RAPID-MOCHA nailed the problem in the subtropical Atlantic, and so was born the ambition to install a similar purposefully designed observing system in the subpolar North Atlantic. In the subtropics we measure the maximum heat transport by the ocean. This diminishes greatly by the subpolar region: the heat lost to the atmosphere being central to climate variability for countries around the Atlantic (affecting hurricane variability, Sahel drought, Amazonian rainfall, extreme European winters, fish stock distributions). Thus OSNAP (a child of RAPID), with moorings from Newfoundland to Greenland to Scotland, aims to measure the heat transport in the subpolar region. Combining with RAPID we measure the critical Atlantic heat transport throughout the North Atlantic and the exchanges with the atmosphere. OSNAP is another milestone in our goal of building an integrated Atlantic observing network.
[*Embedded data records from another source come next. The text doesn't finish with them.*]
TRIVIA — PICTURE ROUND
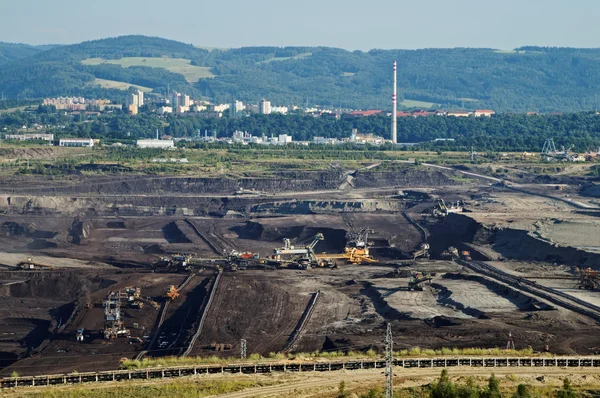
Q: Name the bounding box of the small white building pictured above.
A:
[279,134,292,144]
[136,140,175,149]
[4,134,54,141]
[58,138,94,147]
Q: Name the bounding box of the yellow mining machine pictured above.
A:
[440,246,460,260]
[165,285,179,301]
[17,257,54,270]
[433,198,464,218]
[317,228,377,265]
[344,228,377,264]
[577,268,600,290]
[273,232,336,269]
[413,243,430,260]
[408,271,433,292]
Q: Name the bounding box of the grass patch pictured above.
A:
[11,380,277,398]
[121,347,545,369]
[81,57,215,83]
[86,79,152,93]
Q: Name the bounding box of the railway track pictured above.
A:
[457,260,600,322]
[181,272,223,357]
[283,290,321,352]
[135,274,196,360]
[5,356,600,390]
[183,218,223,257]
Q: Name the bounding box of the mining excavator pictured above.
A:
[413,243,430,260]
[440,246,460,260]
[577,268,600,290]
[165,285,179,301]
[273,232,336,269]
[433,198,464,218]
[317,228,377,265]
[17,257,54,270]
[344,228,376,264]
[408,271,433,292]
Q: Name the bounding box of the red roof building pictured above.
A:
[475,109,496,117]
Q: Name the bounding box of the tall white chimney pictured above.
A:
[392,61,398,144]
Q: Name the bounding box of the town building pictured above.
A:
[136,140,175,149]
[229,101,245,117]
[58,138,94,147]
[258,98,271,115]
[271,106,289,115]
[4,134,54,141]
[446,111,472,117]
[344,109,382,117]
[475,109,496,117]
[278,134,292,145]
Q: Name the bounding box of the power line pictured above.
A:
[385,323,394,398]
[240,339,246,359]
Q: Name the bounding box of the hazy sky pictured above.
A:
[0,0,600,50]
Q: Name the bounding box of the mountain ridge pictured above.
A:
[0,35,600,112]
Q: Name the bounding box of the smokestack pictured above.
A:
[392,61,398,144]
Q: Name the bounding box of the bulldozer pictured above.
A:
[440,246,460,260]
[413,243,430,260]
[433,198,464,218]
[577,268,600,290]
[165,285,179,301]
[17,257,54,270]
[408,271,433,292]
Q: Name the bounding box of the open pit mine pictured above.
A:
[0,164,600,377]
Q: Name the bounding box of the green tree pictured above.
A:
[360,388,383,398]
[429,369,458,398]
[556,377,579,398]
[512,384,531,398]
[458,377,481,398]
[337,380,348,398]
[481,374,502,398]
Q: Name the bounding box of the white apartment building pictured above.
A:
[136,140,175,149]
[58,138,94,147]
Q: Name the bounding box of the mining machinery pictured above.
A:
[104,291,129,340]
[317,228,377,265]
[433,198,464,218]
[408,271,432,291]
[165,285,179,301]
[577,268,600,290]
[155,254,192,271]
[344,228,376,264]
[226,250,260,271]
[125,286,144,309]
[440,246,460,260]
[273,232,335,269]
[17,257,54,270]
[413,243,430,260]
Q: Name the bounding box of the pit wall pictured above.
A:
[430,214,600,269]
[0,196,405,217]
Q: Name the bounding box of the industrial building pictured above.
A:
[136,140,175,149]
[58,138,94,147]
[4,134,54,141]
[258,98,271,115]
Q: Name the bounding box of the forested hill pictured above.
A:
[0,36,600,112]
[0,42,52,64]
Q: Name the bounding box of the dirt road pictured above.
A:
[212,368,600,398]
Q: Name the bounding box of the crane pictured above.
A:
[273,232,335,269]
[413,243,430,260]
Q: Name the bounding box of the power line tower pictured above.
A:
[506,332,515,351]
[385,323,394,398]
[240,339,246,359]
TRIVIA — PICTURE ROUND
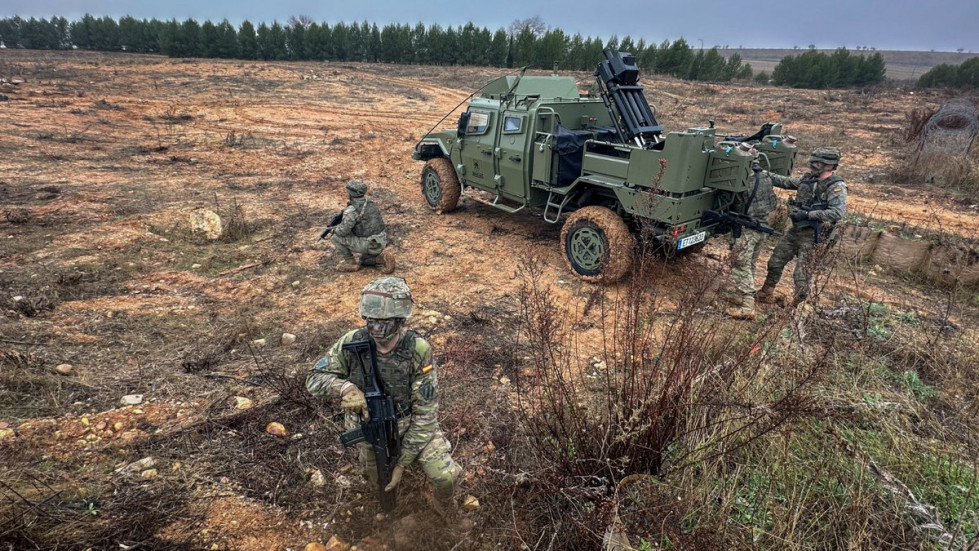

Man’s dominion over Nature, we now understand, is illusory. King Knut the Great 1200 years ago understood (and quite possibly demonstrated?) the futility of believing otherwise. But we can observe, theorise and understand our climate: more, better, better planned and long-term observations are the way we will make progress in understanding. Otherwise we will be unprepared for change now and for future generations. Observing the oceans is difficult but it must be done; and it will be done. This research expedition is our contribution.

1 Ellett, D. J. The north-east Atlantic: A fan-assisted storage heater? Weather 48, 118-126, doi:papers2://publication/doi/10.1002/j.1477-8696.1993.tb05861.x (1993).